A Fateful Hike: The Story Behind Craig Walker’s Pulitzer Prize

How does a Pulitzer Prize worthy photograph come into existence? For most of us the photos that are considered the best of the best each year seem somewhat untouchable; as if one has to be in the right place at the right time, and when they look down find that they also happen to have their camera on them. The truth,  however, is rarely so unanticipated. In the case of Craig F. Walker’s 2012 Pulitzer Prize winning series, it all began with a hike.

Craig F. Walker is well known for his work with veterans, having already won a Pulitzer Prize three years ago for his project “Ian Fischer: American Soldier.” So when he was invited to go on a veterans hike in Boulder, CO, the Denver Post photojournalist naturally said yes.

It was on this hike that he met Scott Ostrom, the Marine and Iraq war veteran struggling with PTSD who has now been immortalized in Walker’s recent work. After hitting it off on the hike the two began spending time together as Walker chronicled some of the most painful and private moments in Scott Ostrom’s life.

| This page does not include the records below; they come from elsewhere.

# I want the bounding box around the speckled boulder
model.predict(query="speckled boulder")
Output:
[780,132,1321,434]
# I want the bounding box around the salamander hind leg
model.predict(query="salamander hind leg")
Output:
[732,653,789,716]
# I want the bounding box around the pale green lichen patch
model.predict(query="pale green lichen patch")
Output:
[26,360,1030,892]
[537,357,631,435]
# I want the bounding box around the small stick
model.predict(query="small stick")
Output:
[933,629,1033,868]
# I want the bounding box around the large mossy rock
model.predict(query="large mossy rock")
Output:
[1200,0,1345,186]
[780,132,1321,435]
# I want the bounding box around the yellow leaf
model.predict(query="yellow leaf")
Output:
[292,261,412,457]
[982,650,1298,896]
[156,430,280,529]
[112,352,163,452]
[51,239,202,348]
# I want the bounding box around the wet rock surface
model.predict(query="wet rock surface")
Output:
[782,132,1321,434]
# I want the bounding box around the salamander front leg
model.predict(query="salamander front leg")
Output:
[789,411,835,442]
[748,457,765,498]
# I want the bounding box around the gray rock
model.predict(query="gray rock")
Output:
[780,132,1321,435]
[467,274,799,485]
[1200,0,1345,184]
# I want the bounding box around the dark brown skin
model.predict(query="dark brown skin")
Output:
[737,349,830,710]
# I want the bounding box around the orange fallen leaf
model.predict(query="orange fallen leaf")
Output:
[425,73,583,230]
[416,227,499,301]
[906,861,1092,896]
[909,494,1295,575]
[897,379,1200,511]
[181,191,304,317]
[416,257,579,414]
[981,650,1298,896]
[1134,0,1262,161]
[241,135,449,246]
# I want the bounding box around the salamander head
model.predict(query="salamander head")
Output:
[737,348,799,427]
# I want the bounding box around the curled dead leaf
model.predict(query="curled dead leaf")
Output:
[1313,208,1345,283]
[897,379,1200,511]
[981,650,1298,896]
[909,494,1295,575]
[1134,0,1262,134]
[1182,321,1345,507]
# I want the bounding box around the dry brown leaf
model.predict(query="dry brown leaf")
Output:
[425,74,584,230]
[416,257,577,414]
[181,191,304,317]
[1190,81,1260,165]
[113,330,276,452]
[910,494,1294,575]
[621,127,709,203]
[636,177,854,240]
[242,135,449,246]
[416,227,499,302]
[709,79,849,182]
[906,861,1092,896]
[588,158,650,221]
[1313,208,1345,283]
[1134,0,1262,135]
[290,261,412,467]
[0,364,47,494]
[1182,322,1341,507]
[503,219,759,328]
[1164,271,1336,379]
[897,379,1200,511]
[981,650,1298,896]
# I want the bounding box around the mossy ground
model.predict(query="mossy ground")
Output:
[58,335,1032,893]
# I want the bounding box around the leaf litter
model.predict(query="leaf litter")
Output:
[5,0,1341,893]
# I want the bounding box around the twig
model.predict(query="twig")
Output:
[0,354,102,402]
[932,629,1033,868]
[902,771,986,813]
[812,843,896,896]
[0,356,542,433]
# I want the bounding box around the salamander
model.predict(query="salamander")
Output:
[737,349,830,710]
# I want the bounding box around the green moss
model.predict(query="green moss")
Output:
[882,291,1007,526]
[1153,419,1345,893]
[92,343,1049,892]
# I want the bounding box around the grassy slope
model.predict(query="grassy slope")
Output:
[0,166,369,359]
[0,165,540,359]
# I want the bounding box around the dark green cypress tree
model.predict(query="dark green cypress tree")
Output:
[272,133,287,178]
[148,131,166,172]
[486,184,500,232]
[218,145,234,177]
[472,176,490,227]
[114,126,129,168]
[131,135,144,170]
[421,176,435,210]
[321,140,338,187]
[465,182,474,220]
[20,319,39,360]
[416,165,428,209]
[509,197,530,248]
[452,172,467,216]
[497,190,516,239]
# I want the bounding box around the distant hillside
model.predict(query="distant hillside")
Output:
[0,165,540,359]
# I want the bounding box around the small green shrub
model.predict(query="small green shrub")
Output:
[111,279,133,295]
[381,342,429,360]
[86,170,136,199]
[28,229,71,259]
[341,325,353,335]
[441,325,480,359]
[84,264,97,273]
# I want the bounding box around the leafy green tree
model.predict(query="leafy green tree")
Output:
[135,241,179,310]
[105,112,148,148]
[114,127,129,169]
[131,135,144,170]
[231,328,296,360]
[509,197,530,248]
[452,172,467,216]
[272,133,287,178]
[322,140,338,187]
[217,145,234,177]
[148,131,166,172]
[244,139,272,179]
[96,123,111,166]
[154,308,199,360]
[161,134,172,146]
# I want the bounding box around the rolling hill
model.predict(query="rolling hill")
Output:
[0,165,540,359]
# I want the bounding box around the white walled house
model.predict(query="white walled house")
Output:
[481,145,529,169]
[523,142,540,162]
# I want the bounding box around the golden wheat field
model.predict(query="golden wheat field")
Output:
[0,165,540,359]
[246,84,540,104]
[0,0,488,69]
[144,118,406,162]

During the process Walker and Ostrom have developed a close friendship, and Ostrom has said that Walker telling his story hasn’t hurt, but rather helped him. The exposure the story got has put Ostrom in touch with many veterans who share similar stories, and the experience overall has helped him deal with his PTSD and slowly re-adjust to civilian life.

Often photographers are seen as separate impartial entities, heartless in the face of the pain they’re capturing. This should go a long way in disproving that assumption.

(via National Press Photographer’s Association)

  • Erik Mullinix

    As impartial as you wish to be, such stories only exist because of your humanity.  So much goes unwritten about what happens in the background when the camera shutter is closed and the lens cap is on.

  • will hall

    this sort of image to a degree is clearly more planned than others, though unless those are crocodile tears in a reconstruction, the photographer still had to be there. And how one anticipates the site of a bombing i dont know without joining the cell that’s planning it. I think these images are about being in the right place at the right time, but the good photographer will make sure that they are likely to be so, by going on veteran hikes and being mobile in war zones

  • Danwphoto

    It’s wild for judgement to be passed when sitting somewhere else. I have photographed things i wish I hadn’t see, I have watched tears be fought back by the strongest individuals. You can be very lucky sometimes and get the shot but we have also spent countless hours searching for it. We are not heartless, we do care and why these photos happen is because we listen. Walkers photo is real, with real tears and real pain.  Actually stop and listen and you to might be lucky enough to capture it and have it portray whats really happening.